Visa erweitert Stablecoin-Abrechnung auf neun Blockchains – Multi-Chain-Zahlungen gewinnen an Dynamik
Visa hat fünf neue Blockchains in seinen Stablecoin-Abrechnungs-Pilot aufgenommen und die Zahl der unterstützten Netzwerke damit auf neun erhöht. Neu hinzugekommen sind Base, Polygon, Arc, Canton und Tempo.
Bereits zuvor unterstützt wurden Ethereum, Solana, Avalanche und Stellar. Mit dieser Erweiterung können Partner Netzwerke wählen, die ihren Anforderungen an Kosten, Geschwindigkeit und Compliance entsprechen.
Unternehmensvertreter verweisen auf eine klare Verschiebung hin zu einer Multi-Chain-Umgebung. Zahlungsdienstleister und Fintech-Unternehmen operieren nun in mehreren Ökosystemen, anstatt sich auf ein einziges Netzwerk zu verlassen.
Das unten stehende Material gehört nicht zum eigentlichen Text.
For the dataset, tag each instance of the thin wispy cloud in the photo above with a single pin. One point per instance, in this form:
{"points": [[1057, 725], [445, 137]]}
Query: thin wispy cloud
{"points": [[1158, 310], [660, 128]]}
Visas Rolle besteht darin, diese Systeme über eine einheitliche Abrechnungsebene zu verbinden.
Jede hinzugefügte Blockchain erfüllt einen anderen Zweck. Einige konzentrieren sich auf kostengünstige Zahlungen, andere auf institutionelle Datenschutz- oder Liquiditätsbewegungen. Diese Vielfalt spiegelt die wachsende Komplexität digitaler Zahlungsströme wider.
Blockchain-Zahlungen gewinnen an Boden, während Stablecoin-Abrechnung skaliert
Die Nutzung von Stablecoins im Visa-Netzwerk ist schnell gewachsen. Das annualisierte Abrechnungsvolumen hat 7 Milliarden US-Dollar erreicht, ein Anstieg um 50 % gegenüber dem vorherigen Quartal. Das Wachstum folgt auf eine verstärkte Akzeptanz in Regionen wie Lateinamerika, Europa und Teilen Asiens. Stablecoin-gebundene Kartenprogramme umfassen inzwischen über 130 und sind in mehr als 50 Ländern aktiv.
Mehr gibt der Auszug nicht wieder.